A correção monetária dos créditos trabalhistas na Justiça do Trabalho era regulamentada pelo caput do artigo 39, da Lei 8.177/91, que estabelecia como índice a TRD acumulada no período compreendido entre a data de vencimento da obrigação e o seu efetivo pagamento. Posteriormente, a Lei 13.467/17 (art. 879, § 7º, da CLT), reforma trabalhista, estabeleceu que a atualização dos créditos decorrentes de condenação judicial obedecesse à variação da Taxa Referencial (TR).

Desde o ano de 2015 a Justiça do Trabalho vinha proferindo decisões no sentido de declarar a inconstitucionalidade da norma que estabelecia a TRD, e posteriormente, a Taxa de Referencial (TR), como indexadores, reconhecendo ser o IPCA-E como sendo o índice de correção monetária que retrata a reposição inflacionária dos créditos trabalhistas.

A controvérsia a respeito do índice de atualização monetária dos créditos trabalhistas foi levada à apreciação do STF, por meio das ADCs 58 e 59, e ADIs 5867 e 6021. O relator designado para julgar o tema foi o Ministro Gilmar Mendes, que proferiu decisão liminar determinando a suspensão de decisões a respeito do índice de correção monetária aplicável aos créditos trabalhistas até a apreciação da matéria pelo plenário do STF.

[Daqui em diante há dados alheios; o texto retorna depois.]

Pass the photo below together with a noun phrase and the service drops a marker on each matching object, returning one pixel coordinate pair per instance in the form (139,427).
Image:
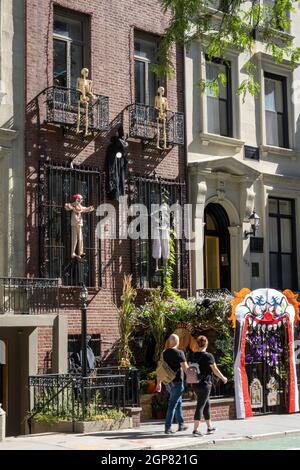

No dia 27 de agosto de 2020 o Plenário do STF iniciou o julgamento da questão e os ministros decidiram pela inconstitucionalidade da TRD e da TR como indexadores, ficando pendente apenas a definição de qual seria o índice de correção monetária aplicável aos créditos trabalhista, qual seja, o IPCA-E ou a Taxa Selic. O julgamento ainda não foi concluído em razão do pedido de vista do Ministro Dias Toffoli.

 A decisão do STF provoca impacto financeiro substancial nos passivos trabalhistas das empresas. Com a declaração de inconstitucionalidade da legislação que regulamenta a correção dos créditos trabalhistas então vigente, estima-se, independentemente de qual índice venha a ser estabelecido pelo STF, que o aumento dos passivos trabalhistas será superior em 20% (vinte por cento), a depender do tempo da ação. Vale lembrar que além da correção monetária também incidem sobre os créditos trabalhistas na Justiça do Trabalho, juros de mora de 1% (um por cento) ao mês, desde o ajuizamento da ação até o efetivo pagamento, majorando consideravelmente o passivo trabalhista das empresas.

Neste momento de tantas incertezas, a notícia agrava o cenário de insegurança jurídica, além da própria economia brasileira. Uma solução para reduzir os impactos financeiros das empresas seria a alteração legislativa, como o Governo Federal promoveu por meio da Medida Provisória 905/2019, ao estabelecer o índice de correção como sendo o IPCA-E e os juros de mora equiparados ao índice aplicado à caderneta de poupança. De se lembrar que, infelizmente, tal MP não foi votada pela Congresso Nacional e posteriormente foi revogada. Por enquanto, resta apenas aguardar a definição do índice pelo STF e trabalhar junto ao Congresso Nacional para a modificação dessa realidade.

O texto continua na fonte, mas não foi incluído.